Morrisons struggles with sales growth after cyber attack

In the United Kingdom, the supermarket chain Morrisons has faced significant challenges following a cyberattack that occurred in November 2023. As the fifth-largest grocery retailer in the UK, Morrisons has been working on its turnaround since being acquired by the American private equity firm Clayton, Dubilier & Rice in 2021. The attack targeted Blue Yonder, the company responsible for its supply chain management software, leading to serious disruptions in product availability. As a result, Morrisons experienced a notable slowdown in sales growth during the first quarter of 2024, contrasting sharply with the previous quarter's performance.
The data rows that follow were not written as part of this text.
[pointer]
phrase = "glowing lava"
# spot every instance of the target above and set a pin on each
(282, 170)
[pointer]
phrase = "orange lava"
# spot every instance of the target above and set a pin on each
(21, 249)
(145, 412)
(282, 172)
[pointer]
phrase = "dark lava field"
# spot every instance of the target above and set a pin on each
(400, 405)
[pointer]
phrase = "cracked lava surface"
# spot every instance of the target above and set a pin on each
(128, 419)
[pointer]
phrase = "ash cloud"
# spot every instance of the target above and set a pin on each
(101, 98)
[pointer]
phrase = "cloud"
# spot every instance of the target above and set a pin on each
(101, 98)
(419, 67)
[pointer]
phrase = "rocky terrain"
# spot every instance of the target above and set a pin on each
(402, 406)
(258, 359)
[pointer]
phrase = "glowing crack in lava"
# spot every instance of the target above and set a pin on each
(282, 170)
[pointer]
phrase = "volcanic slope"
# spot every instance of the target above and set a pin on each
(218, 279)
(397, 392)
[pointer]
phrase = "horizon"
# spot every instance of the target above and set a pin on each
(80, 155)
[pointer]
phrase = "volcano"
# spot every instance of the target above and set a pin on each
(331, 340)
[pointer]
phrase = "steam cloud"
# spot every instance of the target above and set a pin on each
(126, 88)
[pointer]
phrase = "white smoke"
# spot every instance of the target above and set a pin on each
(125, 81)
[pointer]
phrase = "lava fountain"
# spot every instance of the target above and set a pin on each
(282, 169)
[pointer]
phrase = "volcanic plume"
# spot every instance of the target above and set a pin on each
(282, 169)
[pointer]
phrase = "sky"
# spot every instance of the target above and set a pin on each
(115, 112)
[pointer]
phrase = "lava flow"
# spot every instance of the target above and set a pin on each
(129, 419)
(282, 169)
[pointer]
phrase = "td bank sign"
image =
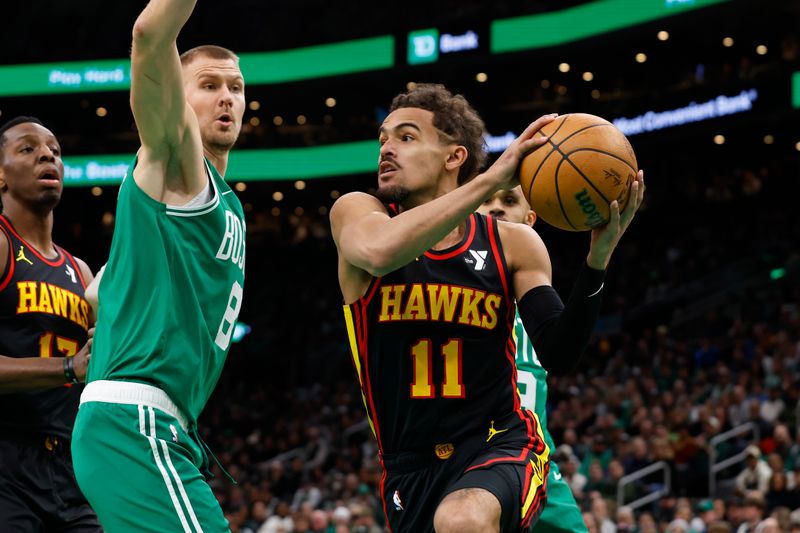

Moreover, the company reported a like-for-like sales growth rate of only 2.1 percent for the three months ending January 26, 2024, a decrease from the more robust 4.9 percent growth in the preceding quarter. Total sales increased to £4 billion during this period, demonstrating that although there was some growth, it was significantly muted by the problems brought on by the cyberattack. The blackouts caused by the attack compelled Morrisons to reduce prices on select products to attract consumers back, although it was evident that this strategy did not prevent a downturn in overall sales. The cyber attack's fallout is not just affecting sales figures; it has intensified the competitive landscape among UK supermarkets. Rivals such as Asda have begun to ramp up price wars, further squeezing Morrisons' ability to recover. The competitive pressures are exacerbating the challenges Morrisons faces during its turnaround phase, thereby extending the consequences of the breach. All these factors contribute to a fraught situation for Morrisons as it navigates increased competition amid ongoing recovery efforts. Loyalty card transactions have shown a new record, with the scheme reaching a remarkable 78 percent participation. This figure, however, does not fully ameliorate the impact of the supply chain disruptions caused by the cyber attack, nor does it alleviate concerns among the management and stakeholders about the potential long-term implications on brand reputation and customer trust. The operational disruptions from the attack signify the critical importance of cybersecurity measures within the retail sector, a cautionary tale that may have ramifications for other companies in the industry as well.